The next stop on our fall holiday was Stockholm. It was cold. This is Jen and Hazel being cold.
We started our trip to Stockholm with a full-on Hazel day. First, we visited the Vasa Museum. The Vasa ship capsized and sank on her maiden voyage in 1628 while still in harbor. After 333 years on the bottom of the sea it was brought to land and restored. Hazel did not want to leave.
The only thing that could drag her away were promises about our next destination — Skansen. Skansen is the world's oldest open-air museum and has old houses and farmsteads from all over Sweden. It also has a children's petting zoo. In town, Hazel got to bind her very own book and visit the bakery. In the countryside, she got to hear about tales of cholera and how she could cure her cold by wrapping her dirty left sock around her neck at night and then drinking coffee with butter when she woke up in the morning. She was very excited to try this.

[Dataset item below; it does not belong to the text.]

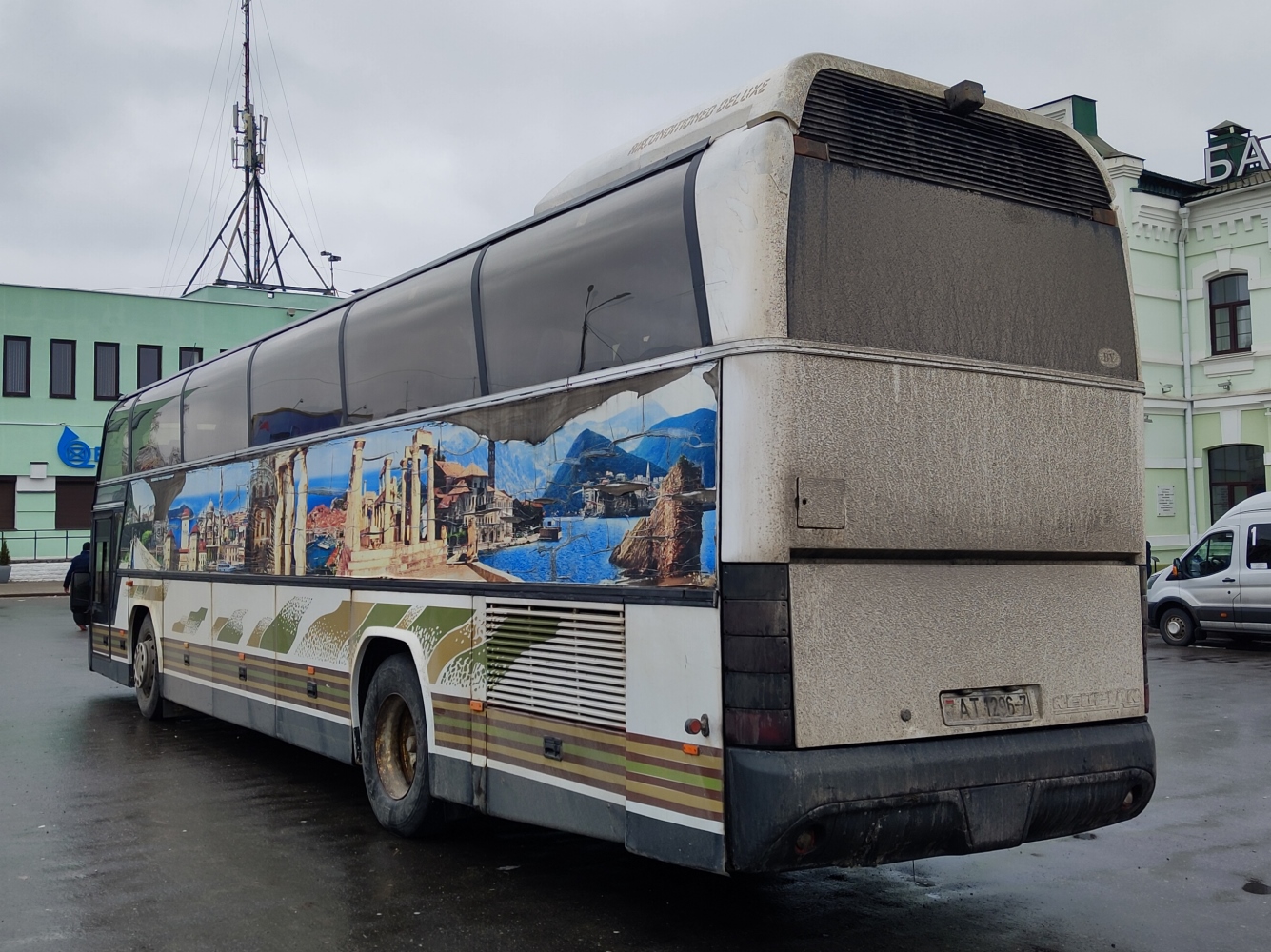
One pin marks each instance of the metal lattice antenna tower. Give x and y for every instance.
(250, 257)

On day two, we wandered around Gamla Stan (old town) and took obligatory palace and old town photos.
We capped the day with a boat cruise around the Stockholm archipelago because we were too cold to do anything else outdoors.
On day three, Jen gave a talk at the Swedish Institute for Social Research (SOFI). Garth took Hazel to Junibacken. It's a children's museum — seen via dioramas on the "Story Train" — dedicated to children's books by Astrid Lindgren (e.g., Pippi Longstocking). Hazel found the dark and very Scandavian humor in Lindgren's work both fascinating and 'spooky'.
It was a short but enjoyable stop. During the periods when we weren't taking shelter from the wind chill and frozen rain, we got a chance to pop into the Moderna Museet and stroll around the impressively clean and beautiful streets.